I stiffen and jerk my head back up. “He promised me. He sent me away.”

“But he broke that promise when he ordered you home under false pretenses.”

Saint’s not telling me anything I don’t already know. I’m more than aware of who and what my father was. His death didn’t magically expunge his record with me.

“The Andrianis didn’t leave him with much choice, did they?”

“Your father arranged the marriage with Priest. It was Tomasso’s idea from the beginning.”

Saint looks and sounds earnest. But he could be lying to me. He is an Andriani. The enemy. He might be oddly endearing now that I’ve gotten to know him a little, but I have no reason to trust him.

I think back on the day I met them all at Club Venere, how convinced I was that the Andrianis were using leverage against my father to force me into marrying Priest.

“That’s news to me.”

“You mean Priest never told you?”

“We haven’t exactly had a lot of heart-to-hearts,” I point out.

Because we’ve been too busy either being at each other’s throats or, most recently, fucking like animals. Not one of my finer moments. I’m still furious with myself for what happened in the casino’s observation room.

“We found out about Amedeo’s plan to clip your father and Squeaky and become don. The bloodshed between the families had finally started to calm down in the last few years after…”

Saint’s words trail away, and I realize he’s talking about Leo’s murder.

The rush of tears pricks my eyes. I suspect it always will whenever I’m forced to think about my beloved brother being gunned down in a dark alley and left to bleed in the street.

“Sorry,” Saint says gruffly. “I didn’t mean to bring it up.”

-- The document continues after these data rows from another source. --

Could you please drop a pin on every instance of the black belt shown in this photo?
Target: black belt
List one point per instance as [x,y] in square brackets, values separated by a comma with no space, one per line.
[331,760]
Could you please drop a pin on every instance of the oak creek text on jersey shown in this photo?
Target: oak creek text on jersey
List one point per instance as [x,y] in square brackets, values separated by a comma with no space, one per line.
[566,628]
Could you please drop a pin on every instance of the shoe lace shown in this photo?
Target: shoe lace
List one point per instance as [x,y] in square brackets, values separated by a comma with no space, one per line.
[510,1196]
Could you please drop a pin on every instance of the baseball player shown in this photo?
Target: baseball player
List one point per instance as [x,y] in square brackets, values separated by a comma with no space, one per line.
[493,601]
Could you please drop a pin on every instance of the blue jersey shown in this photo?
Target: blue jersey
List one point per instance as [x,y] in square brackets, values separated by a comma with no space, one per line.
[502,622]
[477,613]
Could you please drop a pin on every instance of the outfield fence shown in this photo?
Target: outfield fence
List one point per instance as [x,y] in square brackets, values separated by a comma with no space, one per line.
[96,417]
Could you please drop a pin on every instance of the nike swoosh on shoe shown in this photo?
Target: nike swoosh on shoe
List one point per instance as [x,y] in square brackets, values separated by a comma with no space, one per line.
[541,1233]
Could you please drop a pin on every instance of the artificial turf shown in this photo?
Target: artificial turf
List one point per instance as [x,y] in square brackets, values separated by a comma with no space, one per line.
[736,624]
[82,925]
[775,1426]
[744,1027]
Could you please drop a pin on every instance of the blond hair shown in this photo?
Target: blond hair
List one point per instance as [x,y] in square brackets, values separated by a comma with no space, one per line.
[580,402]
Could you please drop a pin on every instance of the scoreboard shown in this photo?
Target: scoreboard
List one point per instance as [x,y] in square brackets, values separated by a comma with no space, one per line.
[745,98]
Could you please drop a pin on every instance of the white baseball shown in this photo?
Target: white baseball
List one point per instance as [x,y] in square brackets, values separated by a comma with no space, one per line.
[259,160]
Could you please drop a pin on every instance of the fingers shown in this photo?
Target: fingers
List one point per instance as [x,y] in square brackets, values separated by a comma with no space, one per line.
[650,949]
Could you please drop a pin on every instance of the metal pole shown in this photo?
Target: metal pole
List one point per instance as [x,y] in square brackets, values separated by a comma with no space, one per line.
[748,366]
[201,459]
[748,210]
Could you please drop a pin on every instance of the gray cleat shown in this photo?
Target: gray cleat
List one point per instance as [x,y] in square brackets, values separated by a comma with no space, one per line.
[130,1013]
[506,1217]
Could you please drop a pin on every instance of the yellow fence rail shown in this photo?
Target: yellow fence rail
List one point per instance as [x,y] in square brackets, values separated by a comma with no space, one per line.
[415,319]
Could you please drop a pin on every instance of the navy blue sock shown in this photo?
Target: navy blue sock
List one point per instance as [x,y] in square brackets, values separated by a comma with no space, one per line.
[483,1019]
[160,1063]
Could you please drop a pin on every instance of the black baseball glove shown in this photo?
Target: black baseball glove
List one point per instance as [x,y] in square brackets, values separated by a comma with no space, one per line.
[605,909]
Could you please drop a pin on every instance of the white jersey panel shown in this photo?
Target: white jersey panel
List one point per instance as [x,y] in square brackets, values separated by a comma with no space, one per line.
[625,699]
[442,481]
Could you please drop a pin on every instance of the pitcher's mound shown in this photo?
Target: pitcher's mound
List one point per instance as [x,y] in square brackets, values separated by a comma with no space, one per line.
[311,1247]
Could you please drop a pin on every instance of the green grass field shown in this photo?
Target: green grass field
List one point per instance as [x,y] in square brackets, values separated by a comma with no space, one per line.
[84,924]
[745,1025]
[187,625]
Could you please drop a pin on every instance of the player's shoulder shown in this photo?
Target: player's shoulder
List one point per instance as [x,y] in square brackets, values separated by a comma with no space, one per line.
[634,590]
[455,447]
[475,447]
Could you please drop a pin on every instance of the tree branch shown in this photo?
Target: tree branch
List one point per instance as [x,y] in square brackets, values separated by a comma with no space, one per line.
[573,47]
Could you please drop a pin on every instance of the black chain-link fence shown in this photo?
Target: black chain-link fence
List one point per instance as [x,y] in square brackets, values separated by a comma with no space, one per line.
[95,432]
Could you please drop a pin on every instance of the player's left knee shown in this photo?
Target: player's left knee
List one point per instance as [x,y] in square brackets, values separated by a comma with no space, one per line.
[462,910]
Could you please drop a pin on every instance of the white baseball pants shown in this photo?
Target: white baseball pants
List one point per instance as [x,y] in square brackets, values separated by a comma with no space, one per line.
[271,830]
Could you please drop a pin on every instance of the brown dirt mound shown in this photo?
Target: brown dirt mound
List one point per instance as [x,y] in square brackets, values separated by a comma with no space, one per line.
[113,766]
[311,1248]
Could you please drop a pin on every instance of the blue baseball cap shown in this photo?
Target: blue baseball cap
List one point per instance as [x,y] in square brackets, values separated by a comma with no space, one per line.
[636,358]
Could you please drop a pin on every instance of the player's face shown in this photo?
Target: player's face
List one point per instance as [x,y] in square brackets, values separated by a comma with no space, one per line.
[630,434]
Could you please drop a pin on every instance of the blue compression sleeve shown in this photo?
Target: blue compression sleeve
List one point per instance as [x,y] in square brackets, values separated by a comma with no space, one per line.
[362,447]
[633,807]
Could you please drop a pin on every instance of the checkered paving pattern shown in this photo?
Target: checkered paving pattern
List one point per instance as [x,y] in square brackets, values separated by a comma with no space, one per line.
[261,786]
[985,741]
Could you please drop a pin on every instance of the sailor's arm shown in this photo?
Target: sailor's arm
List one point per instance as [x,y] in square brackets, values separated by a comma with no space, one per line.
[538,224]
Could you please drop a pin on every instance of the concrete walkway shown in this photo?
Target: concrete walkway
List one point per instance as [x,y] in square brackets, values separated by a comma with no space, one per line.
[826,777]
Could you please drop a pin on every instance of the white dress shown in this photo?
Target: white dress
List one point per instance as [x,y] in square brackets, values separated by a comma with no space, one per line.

“It’s still hard for me to think about him.” I blink hard and a tear escapes, rolling down my cheek.

“Fuck.” He gets up and stalks off, coming back with a tissue box he holds out for me. “Here.”

For a second, I debate pretending I’m not crying and that this show of weakness isn’t happening. But then another tear breaks free, so I swallow my pride and grab a tissue. “Thanks.”

“So, like I was saying. There’s not been much love lost between families,” Saint continues. “Your father was an asshole, but he knew the rules and, for the most part, he didn’t break them. The Animal is a different fucking story. He’s unpredictable. A crazy fucker.”

I nod. I had forgotten about Amedeo’s nickname.

He earned it by chewing off a guy’s ear before shooting him in the face.

It’s a heartwarming tale I didn’t learn until I was a teenager, old enough to be curious about the whispers I’d heard and to ask questions.

Questions I quickly discovered I didn’t want the answers to.

“Amedeo is volatile,” I agree, understanding why the Andrianis wouldn’t want to face someone like him as don of the Revellos.

“The Animal has a crew who’s loyal to him, but most of the Revello family doesn’t want to see him become boss. One of them came to us with the plot against your father and Squeaky.”

The animosity and tension of the meeting at Club Venere makes sense. Priest was reluctantly helping a rival he hated, but only because doing so would ultimately put the Andriani family in a better position.

“It was hardly altruistic of Priest to go to my father with Amedeo’s plot,” I point out. “He was trying to protect the Andrianis.”

“That’s his job as don.”

“True. But he didn’t need to force me into marrying him to protect the Andrianis.”

“Yes, he did, Luna.”

I wad up the tissue in my fist, my tears dried up by anger for now. “Explain, then.”

“When Priest went to Tomasso with the plot, your father proposed a marriage between the Revellos and the Andrianis to reunite the warring families. He knew at least half the capos in the family would side with him against Amedeo and that the family would unite stronger with blood ties. Bringing the Revello faction back into the Andriani family would neutralize Amedeo with the least amount of bloodshed and restore peace. It would also ensure that Amedeo the Animal would never become don.”

It’s a lot to take in. Priest has shared some of this with me, but not all of it, and I wonder why he didn’t tell me this whole arranged marriage was my father’s idea.

True, Priest agreed to it. But I’ve spent all this time thinking it was the Andrianis who forced my father’s hand.

Who made him lie to me and lure me across the country for their own selfish gain.

The truth is, my father is the one who orchestrated this entire, fucked-up situation.